【短編】「彼女」_Simplicity of the world, Complexity of the life. 013
別れた彼女に電話をするのが、未練がましいことだとは重重分かっていたけれど、無意識に彼女宛のスマホのアイコンを僕はタップしていた。
もう一度やり直せないかな。その言葉が、彼女まで伝わるとは思っていなかったが、どうしても伝えたくて、気づいたら指が勝手に動いていた。
プルルルル。闇の中で、電子音が繰り返される。9、10、11、心の中で電子音の数を数える。心拍は意外と落ち着いている。20まで数えたとき、音声に切り替わった。
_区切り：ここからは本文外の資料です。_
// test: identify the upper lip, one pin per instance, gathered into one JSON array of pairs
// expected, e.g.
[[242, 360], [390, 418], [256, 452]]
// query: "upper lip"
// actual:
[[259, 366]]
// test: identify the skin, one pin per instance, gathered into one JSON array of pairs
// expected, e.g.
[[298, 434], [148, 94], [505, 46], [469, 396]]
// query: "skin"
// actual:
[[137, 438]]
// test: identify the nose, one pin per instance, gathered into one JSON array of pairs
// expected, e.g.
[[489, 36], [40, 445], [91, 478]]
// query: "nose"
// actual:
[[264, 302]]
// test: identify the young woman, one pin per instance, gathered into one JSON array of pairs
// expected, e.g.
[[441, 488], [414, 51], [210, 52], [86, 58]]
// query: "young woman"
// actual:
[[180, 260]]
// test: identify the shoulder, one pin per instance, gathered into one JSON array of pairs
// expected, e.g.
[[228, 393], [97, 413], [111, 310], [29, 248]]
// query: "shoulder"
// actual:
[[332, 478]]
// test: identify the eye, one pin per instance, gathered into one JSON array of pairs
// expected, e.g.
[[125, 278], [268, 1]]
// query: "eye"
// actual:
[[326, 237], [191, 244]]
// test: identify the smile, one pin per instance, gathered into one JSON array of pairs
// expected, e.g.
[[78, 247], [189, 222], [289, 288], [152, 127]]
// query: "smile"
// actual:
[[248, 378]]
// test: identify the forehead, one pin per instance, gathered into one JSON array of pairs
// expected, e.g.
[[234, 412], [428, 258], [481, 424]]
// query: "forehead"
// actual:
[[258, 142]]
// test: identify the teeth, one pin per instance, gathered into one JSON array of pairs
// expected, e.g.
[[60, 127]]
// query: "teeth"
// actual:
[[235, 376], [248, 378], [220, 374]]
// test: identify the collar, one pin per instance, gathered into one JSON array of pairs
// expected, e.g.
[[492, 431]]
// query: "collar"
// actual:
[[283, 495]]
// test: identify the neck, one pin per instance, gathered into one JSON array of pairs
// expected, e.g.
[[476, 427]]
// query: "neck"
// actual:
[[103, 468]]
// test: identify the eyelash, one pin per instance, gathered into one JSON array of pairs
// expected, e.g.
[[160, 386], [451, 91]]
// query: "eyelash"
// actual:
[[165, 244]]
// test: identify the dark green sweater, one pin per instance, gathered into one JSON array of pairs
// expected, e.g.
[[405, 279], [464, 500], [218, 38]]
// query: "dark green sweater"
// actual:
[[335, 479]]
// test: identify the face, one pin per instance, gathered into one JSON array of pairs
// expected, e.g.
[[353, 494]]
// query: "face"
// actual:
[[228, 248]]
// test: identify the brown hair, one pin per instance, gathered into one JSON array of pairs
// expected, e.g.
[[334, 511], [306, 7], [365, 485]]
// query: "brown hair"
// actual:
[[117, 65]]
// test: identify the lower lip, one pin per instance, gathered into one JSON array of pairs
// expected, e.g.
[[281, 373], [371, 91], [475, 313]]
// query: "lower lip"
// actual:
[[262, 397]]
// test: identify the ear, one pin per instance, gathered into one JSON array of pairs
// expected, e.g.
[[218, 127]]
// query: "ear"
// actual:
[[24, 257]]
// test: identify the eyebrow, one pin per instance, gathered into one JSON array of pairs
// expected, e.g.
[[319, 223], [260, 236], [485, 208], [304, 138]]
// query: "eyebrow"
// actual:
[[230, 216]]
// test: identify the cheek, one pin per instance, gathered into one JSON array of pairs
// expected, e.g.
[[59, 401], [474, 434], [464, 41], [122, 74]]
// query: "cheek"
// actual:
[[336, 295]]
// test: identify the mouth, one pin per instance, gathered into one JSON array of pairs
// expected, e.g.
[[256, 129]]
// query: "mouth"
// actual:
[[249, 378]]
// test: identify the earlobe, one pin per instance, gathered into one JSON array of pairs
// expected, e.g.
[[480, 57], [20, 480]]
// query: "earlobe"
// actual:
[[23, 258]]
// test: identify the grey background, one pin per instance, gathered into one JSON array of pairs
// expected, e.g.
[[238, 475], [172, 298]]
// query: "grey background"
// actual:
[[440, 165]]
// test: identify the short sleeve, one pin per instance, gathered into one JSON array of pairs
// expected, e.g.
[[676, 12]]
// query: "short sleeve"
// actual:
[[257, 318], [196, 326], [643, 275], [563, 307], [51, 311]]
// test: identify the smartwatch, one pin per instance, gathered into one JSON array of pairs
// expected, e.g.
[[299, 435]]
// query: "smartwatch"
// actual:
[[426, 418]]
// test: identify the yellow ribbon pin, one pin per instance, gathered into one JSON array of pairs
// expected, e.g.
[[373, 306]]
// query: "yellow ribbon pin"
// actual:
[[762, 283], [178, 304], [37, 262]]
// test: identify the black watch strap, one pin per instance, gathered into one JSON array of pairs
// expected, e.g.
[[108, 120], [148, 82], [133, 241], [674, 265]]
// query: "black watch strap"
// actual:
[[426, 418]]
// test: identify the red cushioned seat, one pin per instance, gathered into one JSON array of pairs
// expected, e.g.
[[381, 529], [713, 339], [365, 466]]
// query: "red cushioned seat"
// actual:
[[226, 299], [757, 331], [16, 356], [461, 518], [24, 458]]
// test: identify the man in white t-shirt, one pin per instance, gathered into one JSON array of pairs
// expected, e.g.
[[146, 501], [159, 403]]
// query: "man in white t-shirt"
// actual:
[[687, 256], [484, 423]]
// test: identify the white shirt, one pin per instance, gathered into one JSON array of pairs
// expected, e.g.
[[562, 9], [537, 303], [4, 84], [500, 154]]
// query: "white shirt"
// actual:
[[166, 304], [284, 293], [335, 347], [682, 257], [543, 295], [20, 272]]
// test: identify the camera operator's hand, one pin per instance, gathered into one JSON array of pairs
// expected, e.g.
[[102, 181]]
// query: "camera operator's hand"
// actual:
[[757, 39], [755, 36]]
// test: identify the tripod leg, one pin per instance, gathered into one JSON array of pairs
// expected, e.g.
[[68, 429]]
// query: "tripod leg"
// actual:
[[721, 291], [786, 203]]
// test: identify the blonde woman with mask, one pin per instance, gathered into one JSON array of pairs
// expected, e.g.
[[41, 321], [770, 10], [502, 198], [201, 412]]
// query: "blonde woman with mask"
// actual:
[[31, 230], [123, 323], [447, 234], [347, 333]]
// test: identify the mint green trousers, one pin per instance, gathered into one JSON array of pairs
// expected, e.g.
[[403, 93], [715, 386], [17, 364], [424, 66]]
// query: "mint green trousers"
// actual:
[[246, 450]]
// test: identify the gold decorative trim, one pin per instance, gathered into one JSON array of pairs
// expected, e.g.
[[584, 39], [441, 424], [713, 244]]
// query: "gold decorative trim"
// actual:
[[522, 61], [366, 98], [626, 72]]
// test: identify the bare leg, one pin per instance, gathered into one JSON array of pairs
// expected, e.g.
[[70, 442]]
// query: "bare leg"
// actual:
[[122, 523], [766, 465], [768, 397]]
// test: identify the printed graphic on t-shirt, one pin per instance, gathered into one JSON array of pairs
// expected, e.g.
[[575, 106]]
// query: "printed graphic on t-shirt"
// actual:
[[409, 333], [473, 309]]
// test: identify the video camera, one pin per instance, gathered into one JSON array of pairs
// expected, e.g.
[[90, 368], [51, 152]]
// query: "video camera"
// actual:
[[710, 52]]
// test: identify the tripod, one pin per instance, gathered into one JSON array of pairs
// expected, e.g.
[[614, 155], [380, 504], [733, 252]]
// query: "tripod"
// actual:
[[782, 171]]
「ただ今電話に出ることができません。ピーッという発信音の後に、ご用件をお話ください。終わりましたらシャープを押してください」
しばしの間の後、ピーという冷たい音が僕の右耳に刺さる。
僕は、無言でその無音の暗闇の中に立ち尽くす。
どれくらい時間がたっただろう。時間が止まったような無音。
言葉を出すことができない。ただ、声帯を震わせる。これまで毎日、何度も行ってきた行為が、どうしてもできない。息苦しくなり、動悸が激しくなる。しかたない、電話を切ろう、そう思った瞬間だった。
暗闇の中から声がした。
「何か、伝えたいことがおありですか?」
彼女が電話に出た。いや、違う。彼女の声ではない。
「伝えたいことがおありなら、言葉にしないと伝わりませんよ」
静かに、まったく温度を感じさせずに語るその声の主は、「ただ今電話に出ることができません」とこちらに伝えた女性だった。
「あ、そうですよね」
僕は間の抜けた声で、反応するのが精一杯だった。
「そうですよ。せっかく、伝えたいというお気持ちがお有りなのだから、お伝えになってください」
「ありがとうございます」
相変わらず僕は素っ頓狂な声で答えることしかできない。
また、無音の闇が生まれる。
闇の奥から女性が囁く。そこに感情はない。
「本当にここだけ。ここだけの話ですが、わたしは気持ちというモノをお持ちの、あなたがた人間が羨ましいのよ。私は、ほら、言葉だけの存在だから」
やがて僕の右耳の先は、無音の暗闇に戻ってしまった。
それ以来、彼女の声が僕に届くことはなかった。
僕は、深呼吸をひとつし、言葉を紡ぎ出した。
「あの…」
"彼女"がいた、深い暗闇に向かって、精一杯に。